Opened 8 years ago
Closed 8 years ago
#1029 closed help (fixed)
CRUN problem
Reported by: | emxin | Owned by: | willie |
---|---|---|---|
Component: | UM Model | Keywords: | Automatic resubmission, NRUN, CRUN |
Cc: | Platform: | HECToR | |
UM Version: | 7.3 |
Description
Dear helpdesker:
Recently I experienced some problems with CRUN, though the NRUN seemed working successfully. The target length of each job is set to 9 months (for 12hrs walltime), but when I used CRUN to re-submit jobs, it seems the job ignored this target length and kept running until it hit the 12hrs limit, which means it can not make a continued run after this run. One of my jobs ID is xhjgy, the NRUN and CRUN reports (.leave files) are below (note: the job has been successfully run for about 17yrs, but stopped due to unknown reason. All the preoblem appeared after that time):
/home/n02/n02/emxin/um/umui_out/xhjgy000.xhjgy.d13056.t170012.leave
/home/n02/n02/emxin/um/umui_out/xhjgy000.xhjgy.d13053.t143342.leave
Bests
Xin
Change History (9)
comment:1 Changed 8 years ago by willie
- Owner changed from um_support to willie
- Platform changed from <select platform> to HECToR
- Status changed from new to accepted
comment:2 Changed 8 years ago by emxin
Hi there,
Thanks for the reply, but can you instruct me in more deatil on how to solve the problem? e.g how to switch on the FCM baranch hector archiving? to be honest, I do not know why/how I got this problem.
thanks
Xin
comment:3 Changed 8 years ago by willie
Hi Xin,
If you don't need the archiving, then in Post Processing > Main switch, select "No" for "Is automatic archiving required?".

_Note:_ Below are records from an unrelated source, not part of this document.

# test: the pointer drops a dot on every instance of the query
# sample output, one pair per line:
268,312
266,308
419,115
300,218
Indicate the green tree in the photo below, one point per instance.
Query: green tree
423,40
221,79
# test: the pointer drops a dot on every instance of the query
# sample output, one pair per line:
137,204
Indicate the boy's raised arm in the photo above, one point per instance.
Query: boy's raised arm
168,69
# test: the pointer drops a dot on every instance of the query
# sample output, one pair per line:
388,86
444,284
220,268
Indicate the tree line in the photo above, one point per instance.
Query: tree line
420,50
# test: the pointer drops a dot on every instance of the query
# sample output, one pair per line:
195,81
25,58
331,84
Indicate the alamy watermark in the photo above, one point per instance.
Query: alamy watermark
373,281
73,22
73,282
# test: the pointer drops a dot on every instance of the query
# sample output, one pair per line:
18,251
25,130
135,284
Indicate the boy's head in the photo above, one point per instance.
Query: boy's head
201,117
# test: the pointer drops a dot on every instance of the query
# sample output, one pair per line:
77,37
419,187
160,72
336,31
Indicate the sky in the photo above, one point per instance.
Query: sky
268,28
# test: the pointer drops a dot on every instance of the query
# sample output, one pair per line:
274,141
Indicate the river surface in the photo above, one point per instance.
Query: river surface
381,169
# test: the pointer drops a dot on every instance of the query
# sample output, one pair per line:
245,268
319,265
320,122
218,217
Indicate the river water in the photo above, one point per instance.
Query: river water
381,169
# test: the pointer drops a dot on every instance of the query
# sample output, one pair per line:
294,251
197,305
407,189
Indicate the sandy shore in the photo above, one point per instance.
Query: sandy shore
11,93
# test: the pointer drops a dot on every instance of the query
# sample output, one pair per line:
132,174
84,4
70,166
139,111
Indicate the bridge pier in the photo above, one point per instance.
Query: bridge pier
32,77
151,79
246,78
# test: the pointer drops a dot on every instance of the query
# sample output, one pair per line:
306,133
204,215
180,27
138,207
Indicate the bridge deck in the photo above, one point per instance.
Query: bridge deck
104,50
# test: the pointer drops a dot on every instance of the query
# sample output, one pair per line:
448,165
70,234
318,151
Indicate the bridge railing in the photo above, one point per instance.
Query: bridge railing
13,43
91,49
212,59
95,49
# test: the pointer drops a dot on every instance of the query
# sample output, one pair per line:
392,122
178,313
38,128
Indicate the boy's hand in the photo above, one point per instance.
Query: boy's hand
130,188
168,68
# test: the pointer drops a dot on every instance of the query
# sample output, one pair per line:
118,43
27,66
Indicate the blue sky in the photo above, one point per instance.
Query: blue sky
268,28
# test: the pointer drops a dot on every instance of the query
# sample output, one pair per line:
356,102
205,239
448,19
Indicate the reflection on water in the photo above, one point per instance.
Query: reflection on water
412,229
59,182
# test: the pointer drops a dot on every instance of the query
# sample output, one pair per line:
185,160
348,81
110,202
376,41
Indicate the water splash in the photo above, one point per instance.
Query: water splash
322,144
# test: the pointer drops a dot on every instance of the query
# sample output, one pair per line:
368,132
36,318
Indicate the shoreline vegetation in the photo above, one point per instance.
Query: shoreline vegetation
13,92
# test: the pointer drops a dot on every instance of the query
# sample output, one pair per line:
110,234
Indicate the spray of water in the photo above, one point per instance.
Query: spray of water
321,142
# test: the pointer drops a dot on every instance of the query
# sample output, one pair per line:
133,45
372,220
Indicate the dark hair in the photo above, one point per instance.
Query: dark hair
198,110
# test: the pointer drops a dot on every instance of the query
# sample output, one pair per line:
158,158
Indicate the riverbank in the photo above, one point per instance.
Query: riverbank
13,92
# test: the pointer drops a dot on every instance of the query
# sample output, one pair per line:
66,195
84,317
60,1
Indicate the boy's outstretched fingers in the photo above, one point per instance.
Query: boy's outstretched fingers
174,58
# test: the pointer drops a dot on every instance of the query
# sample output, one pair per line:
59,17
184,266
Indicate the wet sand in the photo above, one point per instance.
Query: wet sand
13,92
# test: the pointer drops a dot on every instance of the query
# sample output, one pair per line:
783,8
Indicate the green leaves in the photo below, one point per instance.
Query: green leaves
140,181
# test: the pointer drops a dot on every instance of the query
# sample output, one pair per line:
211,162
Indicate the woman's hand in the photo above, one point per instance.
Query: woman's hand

If you do need archiving, then go to FCM configuration > FCM options for the UM and change the fcm:um_br/dev/jeff/VN7.3_HadGEM3-A_r2.0_hector_monsoon_archiving/src to be included.
Regards,
Willie
comment:4 Changed 8 years ago by emxin
Hi Willie,
After I switched on the hector_monsoon_archiving, the problem is still there. I even made a completely new run (by removing the old directory on hector) and then let it do a CUN. The job seems ignored the target length (which is 9 months in this case) for a 12 hrs walltime and kept running until it reached the 12 hrs limit and stpped.
Bests
Xin
comment:5 Changed 8 years ago by willie
Hi Xin,
Is this working now? I notice you've been running xhjgy in the past couple of days.
Regards,
Willie
comment:6 Changed 8 years ago by emxin
Hi Willie,
Sadly, it is not working. I have tried many things e.g. by making a completely new run or reducing time limit of the target job, but all failed. I am wondering if this problem is because of my job is too slow and can not finish a whole year integration in the 12 hours walltime? I used target length of 9 months for job limit of 43200 seconds. It is very strange as the job did not stop immediately after it finished the 9 10 months integration. It kept running until it reach 12hrs limit. Thus, there is no job re-submitted. Can you give further help?
Bests
Xin
comment:7 Changed 8 years ago by willie
- Keywords Automatic resubmission, NRUN, CRUN added
Hi Xin,
I took a copy of your job and modified it so that it ran for three days in chunks of one day. I also set it so that it output a dump at the end of each day. This ran fine. Each run takes a few minutes, so this is a good way to test your setup.
I found that once the initial NRUN is completed, then you have to edit the SUBMIT file on PUMA and then press the submit button on the UMUI - it is important not to SAVE or PROCESS.
Regards,
Willie
comment:8 Changed 8 years ago by emxin
Hi, the problem has been solved by copying a new .profile and .bashrc from a colleague. It seems the compilor I used on Hector was for pTOMCAT model and not for UKCA.
Xin
comment:9 Changed 8 years ago by willie
- Resolution set to fixed
- Status changed from accepted to closed
Hi Xin,
You have selected HECToR archiving, so you need to have the FCM branch hector_monsoon_archiving switched on.
I hope that helps.
Regards,
Willie